Well I was sort of joking about that at first but then it doesn't seem too crazy after thinking about it. The thing with using the belt under power is that one wrong move and blam-o you've got a problem. Picture a blown out shinogi line. eek When you do it by hand it's a lot more controlled and often fast enough.


----------



## RDalman (Jul 26, 2018)

Sounds like you could use a vfd for your grinder.


----------



## Dave Martell (Jul 26, 2018)

RDalman said:


> Sounds like you could use a vfd for your grinder.



No truer words could be spoken.


----------



## Matus (Jul 26, 2018)

Dave Martell said:


> Hey Matus, maybe I could just lock my belt in place and work the knife right there on the platen? Just rotate to a new section as the abrasive wears?



Dave, I think that you have just nailed it. Seriously. Now you just find the belts that work best for this purpose.


----------



## JBroida (Jul 26, 2018)

i dont really get this... i guess if it works for you guys, great. But i dont really have issues using coarse stones at all. In fact, i rather enjoy quite a few of them. I just had some new ones made for me too... looking forward to testing them out when i have time.


----------



## Dave Martell (Jul 26, 2018)

Oh man Jon, you must have better stones over there than I've got, and no doubt that's so, LOL. 

Yeah I HATE coarse stones to death at this point but oddly enough the sandpaper has been treating me pretty good, as stupid as that sounds. 

But if you do ever get the holy grail coarse stone I might (Might!) try it. I'm just so uncaring for them right now that I can't see me bothering again....for a awhile anyway.


----------



## Paraffin (Jul 27, 2018)

Dave Martell said:


> One wide bevel knife can ruin a diamond plate.
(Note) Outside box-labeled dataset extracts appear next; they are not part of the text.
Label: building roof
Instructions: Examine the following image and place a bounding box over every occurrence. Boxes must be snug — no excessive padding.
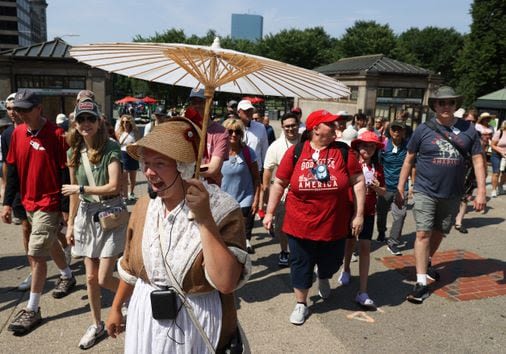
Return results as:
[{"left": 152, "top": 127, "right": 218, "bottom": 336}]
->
[
  {"left": 478, "top": 88, "right": 506, "bottom": 101},
  {"left": 474, "top": 88, "right": 506, "bottom": 109},
  {"left": 314, "top": 54, "right": 431, "bottom": 75},
  {"left": 0, "top": 37, "right": 71, "bottom": 58}
]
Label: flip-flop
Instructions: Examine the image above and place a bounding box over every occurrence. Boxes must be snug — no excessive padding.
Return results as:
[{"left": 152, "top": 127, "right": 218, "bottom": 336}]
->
[{"left": 455, "top": 225, "right": 469, "bottom": 234}]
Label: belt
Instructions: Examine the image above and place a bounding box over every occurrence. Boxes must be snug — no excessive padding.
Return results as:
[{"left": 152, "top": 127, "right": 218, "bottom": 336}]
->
[{"left": 100, "top": 194, "right": 119, "bottom": 200}]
Ah, that makes sense. Thanks!


----------



## milkbaby (Jul 29, 2018)

I don't have one but a 10 or 12 inch disc grinder/sander with variable speed seems like a really useful tool for decent flats/flat bevels. It's bigger area than a large flat platen so it shouldn't heat up as quickly. You could jerry-rig up a drip water cooling system if you can handle water everywhere in your workspace.

3M double sided tape sticks stuff together really good and should work for sandpaper on a reference flat like granite or glass. My cycling and triathlon friends say 3M Super 77 spray adhesive works for sticking their race numbers to sweaty clothing, maybe whatever aggressive that's a couple of steps down from that should be okay. I use sandpaper on glass to flatten my scales and I just hold the sheet of sandpaper with one hand and figure 8 the scales with the other... But I don't need as much pressure to flatten scales that hardened steel


----------



## PappaG (Jul 31, 2018)

Some dumb questions about using sandpaper. How/why does using water with the sandpapers come in to play? can you use any sandpaper with water? If not, what sandpapers should I be using w/water?
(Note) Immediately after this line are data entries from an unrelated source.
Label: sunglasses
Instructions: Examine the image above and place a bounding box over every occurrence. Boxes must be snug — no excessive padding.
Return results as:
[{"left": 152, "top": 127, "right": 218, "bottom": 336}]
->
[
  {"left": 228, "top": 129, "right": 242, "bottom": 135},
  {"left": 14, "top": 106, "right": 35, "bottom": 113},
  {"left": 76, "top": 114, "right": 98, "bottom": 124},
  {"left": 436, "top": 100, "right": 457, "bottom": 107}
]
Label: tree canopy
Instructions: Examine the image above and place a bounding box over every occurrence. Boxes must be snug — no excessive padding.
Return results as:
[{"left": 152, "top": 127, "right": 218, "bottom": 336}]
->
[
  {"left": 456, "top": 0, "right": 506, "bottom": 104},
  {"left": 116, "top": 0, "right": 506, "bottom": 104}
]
right now I'm fooling around with sandpaper for taking scratches off. I don't feel like it would work for thinning, but I would really like to try.
I have used all sorts of grits from home depot. can/should I wet it?


----------



## parbaked (Jul 31, 2018)

There are many types of sandpaper.
Most of the types found in hardware stores are for wood so they are used dry.
They should also have sandpaper designed for metal which will be labeled "wet/dry" on the back of the sheets.
These can be used wet or dry.

You go to an auto parts shop and try the wet/dry sandpaper they sell for body work.
https://www.oreillyauto.com/detail/...00-grit-wet-dry-sandpaper/41800/4511220?pos=0


----------